Microsoft Teams BIPA Class Action — Voice Data Collected Without Consent
By Steve Levine
Published: March 11, 2026
Status: Newly Filed — No Settlement
Potential Damages: $1,000 – $5,000 per violation under Illinois BIPA
If you have ever participated in a Microsoft Teams meeting where the transcription feature was turned on, your voice may have been turned into a biometric profile — a "voiceprint" — without your knowledge or consent.

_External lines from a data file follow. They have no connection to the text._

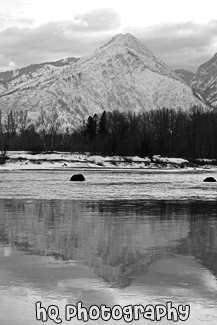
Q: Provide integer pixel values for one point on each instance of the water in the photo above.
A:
(124, 238)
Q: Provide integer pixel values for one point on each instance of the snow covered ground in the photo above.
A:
(24, 160)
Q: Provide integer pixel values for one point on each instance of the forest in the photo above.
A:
(166, 132)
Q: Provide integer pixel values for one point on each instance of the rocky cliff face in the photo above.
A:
(205, 81)
(123, 74)
(185, 75)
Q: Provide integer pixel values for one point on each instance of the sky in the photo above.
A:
(183, 33)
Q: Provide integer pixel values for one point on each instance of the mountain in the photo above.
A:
(123, 74)
(185, 75)
(205, 81)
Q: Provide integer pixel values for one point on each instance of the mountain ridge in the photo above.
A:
(122, 74)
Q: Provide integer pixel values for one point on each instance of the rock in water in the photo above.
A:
(209, 179)
(77, 178)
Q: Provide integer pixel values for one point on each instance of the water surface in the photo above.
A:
(124, 238)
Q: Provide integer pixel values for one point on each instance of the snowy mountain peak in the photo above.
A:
(121, 75)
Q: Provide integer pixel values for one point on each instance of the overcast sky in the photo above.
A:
(183, 33)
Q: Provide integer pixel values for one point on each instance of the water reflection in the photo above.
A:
(117, 240)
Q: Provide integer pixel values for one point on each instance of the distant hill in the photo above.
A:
(121, 75)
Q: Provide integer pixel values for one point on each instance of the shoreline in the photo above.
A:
(20, 160)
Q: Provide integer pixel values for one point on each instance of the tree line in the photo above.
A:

A class action lawsuit filed on February 5, 2026, alleges that Microsoft illegally collected and stored voiceprints from Teams meeting participants through its real-time transcription feature. The transcription feature, introduced in 2021, works by analyzing each speaker's voice — including pitch, tone, and timbre — to figure out who is saying what. This process, called "diarization," creates unique biometric voice profiles for each participant. The lawsuit argues this constitutes collection of biometric data under Illinois' Biometric Information Privacy Act (BIPA) — and Microsoft never told users it was happening, never explained how the data would be used or stored, and never obtained anyone's written consent.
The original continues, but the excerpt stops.